Aus der Serie "Sieben Sakramente" von Dr. Michael Max, Teil 1 von 7.
Ausgabe: 2015/29, Taufe, Max
14.07.2015 - Dr. Michael Max
Ich will aber nichts von der Erbsünde hören!“ Mit diesen Worten eröffnete eine gute Freundin, der es auch sonst nicht an Direktheit mangelt, unser Taufgespräch.
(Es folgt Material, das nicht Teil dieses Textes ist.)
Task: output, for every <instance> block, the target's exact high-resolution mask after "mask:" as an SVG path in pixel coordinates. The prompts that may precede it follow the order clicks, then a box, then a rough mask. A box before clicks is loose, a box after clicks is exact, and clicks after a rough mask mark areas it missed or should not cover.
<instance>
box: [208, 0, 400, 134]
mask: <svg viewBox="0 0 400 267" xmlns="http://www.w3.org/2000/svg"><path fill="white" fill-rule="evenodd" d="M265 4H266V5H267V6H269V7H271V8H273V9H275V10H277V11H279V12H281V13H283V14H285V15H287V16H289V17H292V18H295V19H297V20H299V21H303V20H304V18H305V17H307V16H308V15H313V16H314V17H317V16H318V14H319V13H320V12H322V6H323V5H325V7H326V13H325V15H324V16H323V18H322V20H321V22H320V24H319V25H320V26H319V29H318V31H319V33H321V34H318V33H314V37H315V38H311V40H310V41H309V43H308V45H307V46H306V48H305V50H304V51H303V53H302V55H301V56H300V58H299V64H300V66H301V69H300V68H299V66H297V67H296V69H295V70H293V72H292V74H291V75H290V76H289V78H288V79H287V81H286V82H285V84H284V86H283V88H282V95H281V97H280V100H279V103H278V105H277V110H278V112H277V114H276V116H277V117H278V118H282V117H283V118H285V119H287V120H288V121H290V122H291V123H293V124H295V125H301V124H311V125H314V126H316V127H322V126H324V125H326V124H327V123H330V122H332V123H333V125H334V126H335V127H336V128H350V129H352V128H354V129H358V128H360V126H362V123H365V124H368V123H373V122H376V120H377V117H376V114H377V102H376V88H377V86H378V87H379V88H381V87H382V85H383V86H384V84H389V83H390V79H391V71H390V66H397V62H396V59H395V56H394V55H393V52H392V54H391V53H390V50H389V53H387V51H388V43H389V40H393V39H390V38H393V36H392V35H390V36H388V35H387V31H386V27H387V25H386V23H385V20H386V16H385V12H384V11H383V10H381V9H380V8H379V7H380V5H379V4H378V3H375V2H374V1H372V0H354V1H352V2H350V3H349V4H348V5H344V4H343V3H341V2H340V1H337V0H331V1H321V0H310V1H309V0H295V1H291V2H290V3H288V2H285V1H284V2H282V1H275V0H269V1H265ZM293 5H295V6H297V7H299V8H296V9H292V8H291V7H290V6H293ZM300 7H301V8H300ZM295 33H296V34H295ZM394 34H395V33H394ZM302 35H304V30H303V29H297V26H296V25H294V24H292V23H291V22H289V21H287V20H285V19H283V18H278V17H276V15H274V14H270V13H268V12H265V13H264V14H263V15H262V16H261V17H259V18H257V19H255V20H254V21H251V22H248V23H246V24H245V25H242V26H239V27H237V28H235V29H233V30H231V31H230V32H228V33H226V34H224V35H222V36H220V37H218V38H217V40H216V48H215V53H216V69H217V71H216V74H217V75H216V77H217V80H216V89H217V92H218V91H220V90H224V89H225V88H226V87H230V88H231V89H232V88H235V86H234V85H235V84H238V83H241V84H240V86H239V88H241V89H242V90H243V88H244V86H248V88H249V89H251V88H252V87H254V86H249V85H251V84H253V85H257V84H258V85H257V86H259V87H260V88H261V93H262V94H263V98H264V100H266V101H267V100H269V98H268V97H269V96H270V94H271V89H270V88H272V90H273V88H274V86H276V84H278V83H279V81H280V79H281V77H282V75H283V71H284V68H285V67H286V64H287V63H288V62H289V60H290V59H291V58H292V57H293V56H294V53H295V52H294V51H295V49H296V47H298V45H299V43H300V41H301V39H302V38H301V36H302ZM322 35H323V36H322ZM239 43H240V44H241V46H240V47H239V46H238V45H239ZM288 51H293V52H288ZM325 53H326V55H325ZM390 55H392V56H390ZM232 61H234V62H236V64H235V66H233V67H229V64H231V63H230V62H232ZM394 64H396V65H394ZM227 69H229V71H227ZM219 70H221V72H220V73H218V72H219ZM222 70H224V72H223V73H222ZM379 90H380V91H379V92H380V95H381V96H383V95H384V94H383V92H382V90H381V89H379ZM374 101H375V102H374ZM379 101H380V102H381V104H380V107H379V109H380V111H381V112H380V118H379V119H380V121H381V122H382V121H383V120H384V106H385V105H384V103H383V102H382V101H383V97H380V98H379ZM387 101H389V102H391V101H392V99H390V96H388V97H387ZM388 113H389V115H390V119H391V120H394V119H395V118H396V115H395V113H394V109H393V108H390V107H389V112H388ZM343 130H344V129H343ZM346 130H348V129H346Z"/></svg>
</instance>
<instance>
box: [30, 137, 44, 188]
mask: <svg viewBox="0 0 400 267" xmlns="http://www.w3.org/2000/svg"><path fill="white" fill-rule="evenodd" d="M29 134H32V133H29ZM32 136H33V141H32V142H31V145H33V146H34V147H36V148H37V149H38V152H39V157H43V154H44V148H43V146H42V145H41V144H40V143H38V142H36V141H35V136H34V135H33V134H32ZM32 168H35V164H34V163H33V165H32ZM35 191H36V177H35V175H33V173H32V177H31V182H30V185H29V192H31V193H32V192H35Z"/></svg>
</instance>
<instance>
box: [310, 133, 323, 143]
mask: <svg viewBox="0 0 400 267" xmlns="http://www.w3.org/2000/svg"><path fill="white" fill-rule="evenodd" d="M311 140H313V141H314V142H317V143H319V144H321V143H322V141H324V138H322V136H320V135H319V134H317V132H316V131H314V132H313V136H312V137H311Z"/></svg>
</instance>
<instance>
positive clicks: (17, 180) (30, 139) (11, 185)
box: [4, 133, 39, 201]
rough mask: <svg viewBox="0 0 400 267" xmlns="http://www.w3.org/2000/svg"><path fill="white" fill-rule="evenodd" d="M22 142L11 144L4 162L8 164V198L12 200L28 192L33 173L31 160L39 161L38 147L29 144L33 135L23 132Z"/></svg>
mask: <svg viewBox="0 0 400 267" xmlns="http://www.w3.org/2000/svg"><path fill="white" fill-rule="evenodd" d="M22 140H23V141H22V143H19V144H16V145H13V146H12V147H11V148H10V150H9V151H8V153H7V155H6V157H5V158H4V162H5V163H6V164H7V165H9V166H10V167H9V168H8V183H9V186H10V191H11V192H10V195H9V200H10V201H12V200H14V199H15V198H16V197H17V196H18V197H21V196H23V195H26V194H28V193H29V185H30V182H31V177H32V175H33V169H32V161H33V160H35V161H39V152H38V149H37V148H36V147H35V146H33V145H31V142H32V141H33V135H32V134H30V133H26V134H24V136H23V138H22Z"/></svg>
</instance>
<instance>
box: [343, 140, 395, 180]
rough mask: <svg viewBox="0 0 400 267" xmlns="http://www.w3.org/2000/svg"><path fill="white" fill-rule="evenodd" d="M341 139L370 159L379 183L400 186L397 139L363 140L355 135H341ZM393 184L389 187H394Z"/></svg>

Wir sprachen also über die Taufe:
- Dass die Feier einem Weg folgt, der an der Schwelle zum Kirchenraum beginnt: Wir gehen mit eurem Kind in die Kirche hinein, in das Gebäude aus Stein und in die Gemeinschaft, die aus lebendigen Steinen gebaut ist.
- Drinnen hören wir Gottes Wort, das Licht ist auf dem Weg.
- Wir rufen auf dem Weg zum Taufbecken die Heiligen an, denn Kirche ist eine Gemeinschaft auf dem Weg und auch schon am Ziel.
- Wer getauft wird, wird mit seinem/ihrem Leben im Wasser hineingetaucht in Christus, um ihm ähnlich zu sein im Leben, im Tod und im Auferstehen.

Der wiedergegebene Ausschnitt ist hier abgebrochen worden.